The ocean has helped sustain us for generations. As we build our ocean economy, it’s up to us to do it in a way that helps mitigate risks and allows us to contribute to ocean health, so it continues to sustain those generations to come.
From time immemorial, Indigenous communities have had a strong presence and bond to the Oceans. This relationship is all encompassing and cannot be described with traditional boundaries. For instance, the Mi’kmaq are stewards of the marine environment for their ancestral home of Mi’kma’ki (the entire Atlantic region in Canada).
By referring to the ways of Msit-No’kmaw (“All my Relations”), it is understood that every living and non-living being must be treated with respect. All beings whether they are on land, freshwater or oceans are interconnected. This can be explained by observing the life cycle of diadromous fish, such as the Atlantic Salmon and the American Eel, which are an important species for the Mi’kmaq.
Indigenous involvement in fisheries, whether it be for commercial or ceremonial purposes are important for sustaining communities and livelihoods.
However, it is also understood that a balanced approach is needed to ensure this relationship between people and the marine environment can continue in the future. By practicing Netukulimk, the Mi’kmaq take only what is needed from the environment. Integral to this worldview is the responsibility of not harming or damaging the environment for the sake of the next seven generations. Netukulimk is not only a way of being, it serves as guiding principle for practicing sustainability.

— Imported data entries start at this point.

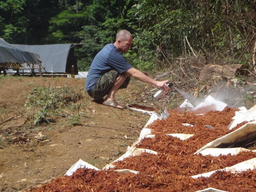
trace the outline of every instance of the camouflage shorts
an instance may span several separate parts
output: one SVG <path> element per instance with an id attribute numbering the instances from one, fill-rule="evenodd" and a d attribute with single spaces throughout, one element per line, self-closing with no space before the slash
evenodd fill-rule
<path id="1" fill-rule="evenodd" d="M 89 94 L 90 96 L 96 99 L 102 99 L 108 94 L 114 80 L 120 75 L 119 72 L 116 70 L 111 70 L 104 74 L 95 83 L 93 90 Z M 124 82 L 119 89 L 127 87 L 130 78 L 127 77 Z"/>

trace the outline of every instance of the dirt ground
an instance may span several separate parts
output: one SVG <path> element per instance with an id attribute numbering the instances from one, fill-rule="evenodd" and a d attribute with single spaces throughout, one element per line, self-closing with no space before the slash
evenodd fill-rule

The oceans also have a great cultural significance to Indigenous peoples. Legends and stories passed down orally from generation to generation offer knowledge about the marine environment. From the Mi’kmaq creation story to travel routes providing access to the Bay of Fundy, there are lessons and cultural practices that revolve around the oceans. Indigenous Knowledge offers a wholistic perspective, one that supports sustainability.
By practicing Etuaptmumk (“Two-Eyed Seeing”), two worldviews, western science and Indigenous Knowledge, can be brought together to develop best practices. The “Two-Eyed Seeing” approach gives the opportunity to build relationships, as well as integrate wholistic perspectives with science-based techniques.
We know when we come together and collaborate we may bring together different ideas, insights, and experience, but this only increases the opportunity for innovation. I look forward to continued, and even more, “Two Eyed Seeing” as we begin to realize this kind of collaborative innovation and work together toward sustainable ocean growth.